Let’s start with Rod McCall. The only member of the group to have maintained a deep connection with the game. Rising to the ranks of QRU chairman in 2009 only to leave the organisation in 2015 with a $2.1 million deficit.
What about George Gregan? We see him all the time on the TV. A job he was offered largely because of his success as a footballer. Mr Gregan was asked to present the 1st XV jerseys at his old high school. St Edmunds College in Canberra. After agreeing and presenting the jerseys he then sent the school an invoice for his time. A source within the school reveals that the invoice remains unpaid.
What about the others? Have you seen Farr-Jones, Moore, Smith, Poidevin, Little or Sharpe attend a game without being paid to be part of a panel? Or, purchase a membership? Or volunteer to coach their junior or senior club?
You see there’s nothing wrong with stepping away from the game completely once finished playing. There’s also nothing wrong with ex-players wanting to be part of the solution to help the game (especially former Wallaby captains). But don’t complain about the state of the game when you haven’t shown a willingness to support it unless there’s something in it for you. Even in this case, where they had a real opportunity to be part of fixing the game. The payoff for them is to get Phil Kearns into the CEO’s seat.

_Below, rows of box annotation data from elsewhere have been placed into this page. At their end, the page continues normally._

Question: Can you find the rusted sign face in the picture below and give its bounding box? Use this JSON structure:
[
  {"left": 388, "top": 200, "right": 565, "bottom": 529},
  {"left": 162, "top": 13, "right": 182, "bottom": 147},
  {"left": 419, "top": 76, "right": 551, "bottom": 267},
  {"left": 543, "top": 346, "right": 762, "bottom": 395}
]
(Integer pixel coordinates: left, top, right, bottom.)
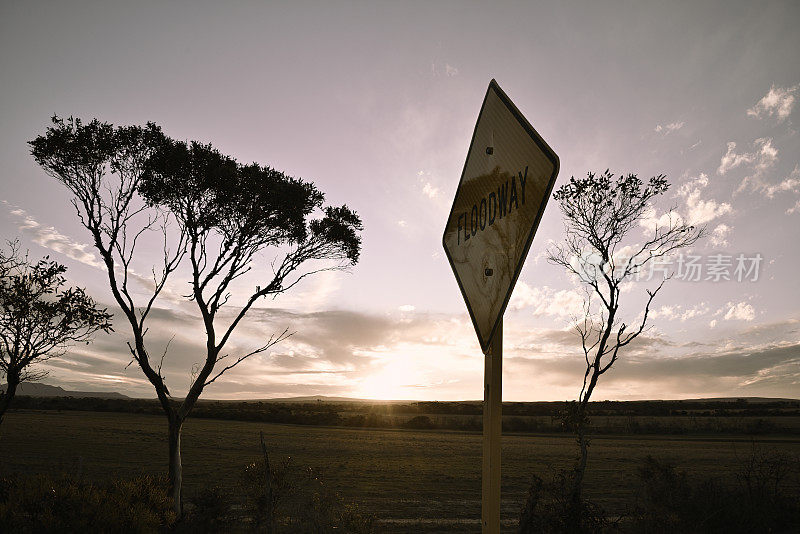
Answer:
[{"left": 442, "top": 80, "right": 559, "bottom": 352}]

The board now needs to ask themselves. Is this the type of individual we want running our game? A man who has used his platform to insult the administration and co-signed a letter that didn’t show any critical thinking, provide any real feedback to the organization or present any solutions to the challenges the game is currently facing.
We have an opportunity to rebuild the game from the ground up. In order to do that we need out of the box solutions and new perspectives. These may come from consulting the current and former playing groups and is an important part of the process. But we’d be doing the game a disservice if we didn’t cast the net far and wide to see what kinds of minds are out there to help.